Any seasoned instructor knows. They fall behind academically. What starts as a mostly economic issue quickly becomes an academic issue. Then, when they fail or withdraw, they may lose financial aid eligibility for failing to maintain “satisfactory academic progress,” and the small financial issue that become a large academic issue becomes a larger financial issue. The snowball keeps rolling.
It doesn’t have to. What if textbooks were free?
“Free community college” would require major legal and financial changes, as well as some unusually farsighted political leadership. Free textbooks just require a little ingenuity. We can do this.
Open Educational Resources are free (or nearly free) alternatives to commercially produced instructional materials, such as textbooks or lab manuals. They’re often supported with foundation funding, with the goal of reducing economic barriers for students. Typically they’re in electronic form, though sometimes it’s possible to get hardcopy versions for only the cost of printing.
OER come in several flavors. My favorites are the ones that constantly update in a sort of crowdsourced, iterative process. Paper textbooks are stuck with the errors that were there when they went to press. Yes, they can do ‘errata’ sheets, but those have about as much impact as ‘corrections’ days later in the newspaper. Electronic resources are much easier to update or correct effectively. And because they’re born electronic, and with an explicit goal of accessibility, they tend to be accessible to students with disabilities from the outset. Accessible design beats retrofitting anytime.
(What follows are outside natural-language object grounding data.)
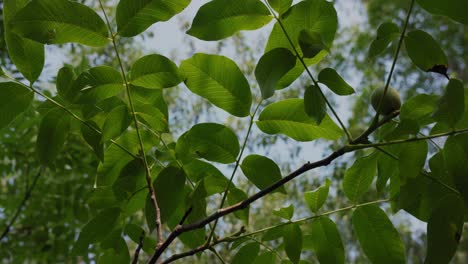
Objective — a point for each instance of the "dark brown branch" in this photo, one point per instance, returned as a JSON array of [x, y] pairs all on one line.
[[26, 197], [139, 247]]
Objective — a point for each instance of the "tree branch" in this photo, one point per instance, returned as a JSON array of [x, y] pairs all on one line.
[[26, 197]]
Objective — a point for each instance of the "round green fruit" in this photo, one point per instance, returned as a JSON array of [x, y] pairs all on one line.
[[390, 103]]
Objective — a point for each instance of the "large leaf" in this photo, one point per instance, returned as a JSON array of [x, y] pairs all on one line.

I’ve seen and heard OER presented as a money-saver, and that’s true. But it rarely comes up in discussions of retention and improving student success. I think that’s a mistake.
Over the past few years, the quality and range of OER options have improved dramatically. For introductory level, high-enrollment classes, it’s often possible to find materials that compare favorably
with commercial textbooks. Given that textbooks often cost $200 apiece or more, the difference adds up over the course of a degree program. Tidewater Community College, in Virginia, has established an all-OER degree program in business administration; that tells me it can be done.
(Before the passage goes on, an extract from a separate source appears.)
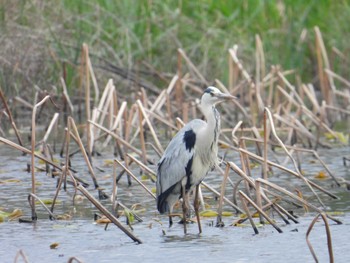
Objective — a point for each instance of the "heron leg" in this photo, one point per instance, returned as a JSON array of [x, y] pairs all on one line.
[[184, 208], [170, 220], [196, 209]]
Devices are an issue. Any electronic resource has to be read on some sort of device. Most students have phones, but the screens are too small to lend themselves to extended or complicated material. (Just imagining trying to study a diagram of the nervous system on a phone screen makes me shudder.) Larger devices work better, but they aren’t cheap. Amortizing the cost over several semesters makes it better, but for a part-time or visiting student, it may come close to a financial wash. I’d love to hear from wise and worldly readers at community colleges who have found fair and effective ways around the device question.
Still, I can’t help but think that the device issue is much more solvable than, say, the political opposition to free community college. And the payoff isn’t merely economic. Students who have class materials from day one are likelier to succeed academically than students who don’t. This is an economic issue, but it’s also a retention issue. And it’s one we can solve without waiting for the political winds to shift.